# Stage 2 Usage Examples (LangChain Reasoning & Router)

This notebook demonstrates how to use the Stage 2 chains to query the synthetic payments dataset and obtain concise summaries.

- Routed Q&A via `router_chain.ask()`
- Direct code generation and execution via `query_chain`
- Summarization via `summary_chain`
- Optional: enabling LLM with `OPENAI_API_KEY` (otherwise heuristic fallback is used)


In [1]:
# optional: load .env for local development
#%pip install -q python-dotenv
from dotenv import load_dotenv
load_dotenv()  # loads variables from .env into the process env


True

In [2]:
import logging
logging.basicConfig(level=logging.INFO, format='[%(name)s] %(levelname)s: %(message)s')

In [3]:
# Setup imports and paths
import os, sys
from pathlib import Path
import pandas as pd

# Ensure project root on path
PROJECT_ROOT = str(Path.cwd().parent)
if PROJECT_ROOT not in sys.path:
    sys.path.append(PROJECT_ROOT)

print('Project root:', PROJECT_ROOT)
print('OPENAI_API_KEY set:', bool(os.getenv('OPENAI_API_KEY')))
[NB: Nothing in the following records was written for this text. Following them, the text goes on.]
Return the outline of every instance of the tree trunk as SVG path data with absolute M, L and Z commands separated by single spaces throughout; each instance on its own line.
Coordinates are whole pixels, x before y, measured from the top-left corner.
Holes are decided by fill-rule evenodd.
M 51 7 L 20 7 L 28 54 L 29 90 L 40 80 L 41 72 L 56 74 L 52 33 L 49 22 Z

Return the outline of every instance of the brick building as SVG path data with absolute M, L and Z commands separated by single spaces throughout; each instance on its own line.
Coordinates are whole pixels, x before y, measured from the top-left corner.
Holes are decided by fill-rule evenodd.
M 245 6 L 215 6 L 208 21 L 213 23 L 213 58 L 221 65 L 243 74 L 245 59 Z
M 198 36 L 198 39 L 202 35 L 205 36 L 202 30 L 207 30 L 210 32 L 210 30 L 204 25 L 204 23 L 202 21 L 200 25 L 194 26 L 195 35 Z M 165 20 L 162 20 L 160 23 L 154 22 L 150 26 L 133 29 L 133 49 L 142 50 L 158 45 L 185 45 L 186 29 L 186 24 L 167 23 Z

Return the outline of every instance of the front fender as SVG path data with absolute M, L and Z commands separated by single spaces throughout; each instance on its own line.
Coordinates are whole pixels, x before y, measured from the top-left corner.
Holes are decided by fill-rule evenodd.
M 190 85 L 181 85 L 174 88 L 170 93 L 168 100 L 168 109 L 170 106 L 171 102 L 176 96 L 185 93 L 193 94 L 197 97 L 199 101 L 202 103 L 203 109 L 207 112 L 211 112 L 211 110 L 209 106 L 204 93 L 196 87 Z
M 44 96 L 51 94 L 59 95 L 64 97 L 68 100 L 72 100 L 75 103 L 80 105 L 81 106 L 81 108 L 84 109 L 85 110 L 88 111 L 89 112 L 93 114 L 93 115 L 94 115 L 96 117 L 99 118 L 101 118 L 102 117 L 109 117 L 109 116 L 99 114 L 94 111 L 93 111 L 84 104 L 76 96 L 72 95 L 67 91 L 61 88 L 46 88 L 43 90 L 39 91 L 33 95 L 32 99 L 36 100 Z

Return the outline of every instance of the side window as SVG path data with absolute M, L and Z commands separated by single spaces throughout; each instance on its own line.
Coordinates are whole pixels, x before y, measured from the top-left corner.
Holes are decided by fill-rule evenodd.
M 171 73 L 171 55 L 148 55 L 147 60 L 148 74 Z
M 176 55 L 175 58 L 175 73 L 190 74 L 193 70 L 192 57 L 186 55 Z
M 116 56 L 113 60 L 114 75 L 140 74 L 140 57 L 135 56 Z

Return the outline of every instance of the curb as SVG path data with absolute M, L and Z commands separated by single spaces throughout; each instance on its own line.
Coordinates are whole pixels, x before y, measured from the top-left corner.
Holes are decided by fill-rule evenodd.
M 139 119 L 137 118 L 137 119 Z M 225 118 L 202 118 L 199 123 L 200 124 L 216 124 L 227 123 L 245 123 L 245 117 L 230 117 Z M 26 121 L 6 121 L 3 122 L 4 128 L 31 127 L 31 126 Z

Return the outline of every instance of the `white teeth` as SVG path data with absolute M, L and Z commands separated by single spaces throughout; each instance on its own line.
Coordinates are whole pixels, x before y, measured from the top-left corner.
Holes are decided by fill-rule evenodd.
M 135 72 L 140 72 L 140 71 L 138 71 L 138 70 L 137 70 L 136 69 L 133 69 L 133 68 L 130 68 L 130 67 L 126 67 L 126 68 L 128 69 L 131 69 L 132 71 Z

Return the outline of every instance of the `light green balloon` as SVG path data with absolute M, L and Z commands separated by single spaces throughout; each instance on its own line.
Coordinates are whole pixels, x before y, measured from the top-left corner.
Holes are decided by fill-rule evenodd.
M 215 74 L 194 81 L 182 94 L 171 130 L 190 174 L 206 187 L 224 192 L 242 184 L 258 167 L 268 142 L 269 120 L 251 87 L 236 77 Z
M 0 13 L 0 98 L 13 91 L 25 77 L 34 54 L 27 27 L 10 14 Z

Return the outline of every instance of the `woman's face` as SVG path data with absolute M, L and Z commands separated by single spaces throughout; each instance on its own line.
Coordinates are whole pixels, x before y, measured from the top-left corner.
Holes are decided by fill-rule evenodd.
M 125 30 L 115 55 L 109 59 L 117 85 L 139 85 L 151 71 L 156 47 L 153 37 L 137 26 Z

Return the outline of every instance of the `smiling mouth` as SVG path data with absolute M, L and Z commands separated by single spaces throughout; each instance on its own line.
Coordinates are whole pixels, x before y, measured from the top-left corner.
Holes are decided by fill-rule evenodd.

DATA_PATH = str(Path(PROJECT_ROOT) / 'data' / 'payments.csv')
print('Data path:', DATA_PATH)


Project root: /home/andres/Documents/chat-payments
OPENAI_API_KEY set: True
Data path: /home/andres/Documents/chat-payments/data/payments.csv


In [4]:
# print("LLM_PROVIDER =", os.getenv("LLM_PROVIDER"))
# print("LLM_MODEL    =", os.getenv("LLM_MODEL"))
# print("GROQ_API_KEY set?", bool(os.getenv("GROQ_API_KEY")))

In [5]:
# provider = "groq"
# model = "llama-3.3-70b-versatile"

os.environ["LLM_PROVIDER"] = "groq"
os.environ["LLM_MODEL"] = "llama-3.3-70b-versatile"


In [6]:
from src.chains.router_chain import ask
# resp = ask("Quick test?", provider=provider, model=model)
resp = ask("Quick test?")
print(resp["metrics"])

[src.chains.query_chain] INFO: QueryChain initialized with LLM provider=groq model=llama-3.3-70b-versatile
[src.chains.query_chain] INFO: QueryChain using LLM for question: Quick test?
[httpx] INFO: HTTP Request: POST https://api.groq.com/openai/v1/chat/completions "HTTP/1.1 200 OK"
[src.chains.summary_chain] INFO: SummaryChain initialized with LLM provider=groq model=llama-3.3-70b-versatile
[src.chains.summary_chain] INFO: SummaryChain using LLM for question: Quick test?
[httpx] INFO: HTTP Request: POST https://api.groq.com/openai/v1/chat/completions "HTTP/1.1 200 OK"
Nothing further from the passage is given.